For the old education, which he calls “a hot-house education,” and in which the instruction, premature through language, smothers in their germs the native powers of the child, in order to excite his memory and his judgment by artificial means,—for this education he substitutes a free and cheerful education which cultivates the faculties of the child by love, and which makes a just estimate of his instincts. Books are suppressed, and lessons also. The child freely expands in play.
541. The Importance of Play.—With Frœbel, play became an essential element of education. This ingenious teacher knew how to make of it an art, an instrument for the development of the infant faculties.
“The plays of the child,” he said, “are, as it were, the germ of the whole life which is to follow, for the whole man develops and manifests itself in it; in it he reveals his noblest aptitudes and the deepest elements of his being. The whole life of man has its source in that epoch of existence, and whether that life is serene or sad, tranquil or agitated, fruitful or sterile, whether it brings peace or war, that depends on the care, more or less judicious, given to the beginnings of existence.”
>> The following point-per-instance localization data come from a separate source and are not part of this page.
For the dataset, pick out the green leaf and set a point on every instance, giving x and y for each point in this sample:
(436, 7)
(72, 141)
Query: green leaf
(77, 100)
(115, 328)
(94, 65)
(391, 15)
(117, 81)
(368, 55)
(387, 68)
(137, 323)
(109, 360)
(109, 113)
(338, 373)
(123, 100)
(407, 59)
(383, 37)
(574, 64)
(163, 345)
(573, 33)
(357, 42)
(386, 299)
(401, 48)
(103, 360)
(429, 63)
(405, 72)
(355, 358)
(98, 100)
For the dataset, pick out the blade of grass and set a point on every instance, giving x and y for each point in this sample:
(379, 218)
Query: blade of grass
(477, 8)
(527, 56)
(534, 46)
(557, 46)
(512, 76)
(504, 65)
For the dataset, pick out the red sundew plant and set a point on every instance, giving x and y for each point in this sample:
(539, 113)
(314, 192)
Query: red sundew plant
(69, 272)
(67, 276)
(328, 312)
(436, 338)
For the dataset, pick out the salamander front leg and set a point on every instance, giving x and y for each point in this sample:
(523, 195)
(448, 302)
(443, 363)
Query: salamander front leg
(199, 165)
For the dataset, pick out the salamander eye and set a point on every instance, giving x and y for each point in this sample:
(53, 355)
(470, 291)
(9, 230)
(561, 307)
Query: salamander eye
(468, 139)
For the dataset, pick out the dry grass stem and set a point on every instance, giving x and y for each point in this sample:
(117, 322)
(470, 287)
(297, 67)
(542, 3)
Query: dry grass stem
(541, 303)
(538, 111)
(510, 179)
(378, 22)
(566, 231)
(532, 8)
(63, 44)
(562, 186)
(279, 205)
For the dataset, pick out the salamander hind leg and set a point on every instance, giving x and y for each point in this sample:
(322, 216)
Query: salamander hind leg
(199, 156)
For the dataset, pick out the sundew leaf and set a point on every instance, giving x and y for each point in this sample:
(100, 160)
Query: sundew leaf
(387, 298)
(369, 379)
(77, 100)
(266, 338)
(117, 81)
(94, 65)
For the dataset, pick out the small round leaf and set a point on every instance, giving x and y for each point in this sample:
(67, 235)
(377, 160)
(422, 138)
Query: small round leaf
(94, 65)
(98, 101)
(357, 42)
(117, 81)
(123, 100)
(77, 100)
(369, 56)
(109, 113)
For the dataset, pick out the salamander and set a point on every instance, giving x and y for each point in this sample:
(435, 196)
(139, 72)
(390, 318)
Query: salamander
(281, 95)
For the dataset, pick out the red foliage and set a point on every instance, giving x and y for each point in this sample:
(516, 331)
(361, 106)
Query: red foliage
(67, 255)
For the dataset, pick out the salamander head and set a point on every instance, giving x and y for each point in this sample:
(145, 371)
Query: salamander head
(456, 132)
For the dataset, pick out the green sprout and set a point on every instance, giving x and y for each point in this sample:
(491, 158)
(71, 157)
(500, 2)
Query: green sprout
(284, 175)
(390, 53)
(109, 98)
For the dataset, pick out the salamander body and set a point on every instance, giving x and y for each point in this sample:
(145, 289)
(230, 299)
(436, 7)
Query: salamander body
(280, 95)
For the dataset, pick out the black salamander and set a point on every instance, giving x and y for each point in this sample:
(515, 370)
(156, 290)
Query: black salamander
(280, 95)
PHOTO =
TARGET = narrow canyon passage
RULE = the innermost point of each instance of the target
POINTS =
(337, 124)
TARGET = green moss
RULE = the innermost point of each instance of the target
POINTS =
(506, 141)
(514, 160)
542. Principal Needs of the Child.—Gréard, in a remarkable study on the method of Frœbel, reduces the aspirations of the child to three essential instincts:—
1. The taste for observation:—
“All the senses of the child are on the alert; all the objects which his sight or his hand encounters attract him, interest him, delight him.”
2. The need of activity, the taste for construction:—
“It is not enough that we show him objects; it is necessary that he touch them, that he handle them, that he appropriate them to himself.... He takes delight in constructing; he is naturally geometrician and artist.”
3. Finally, the sentiment of personality:—
“He wishes to have his own place, his own occupation, his own teacher.”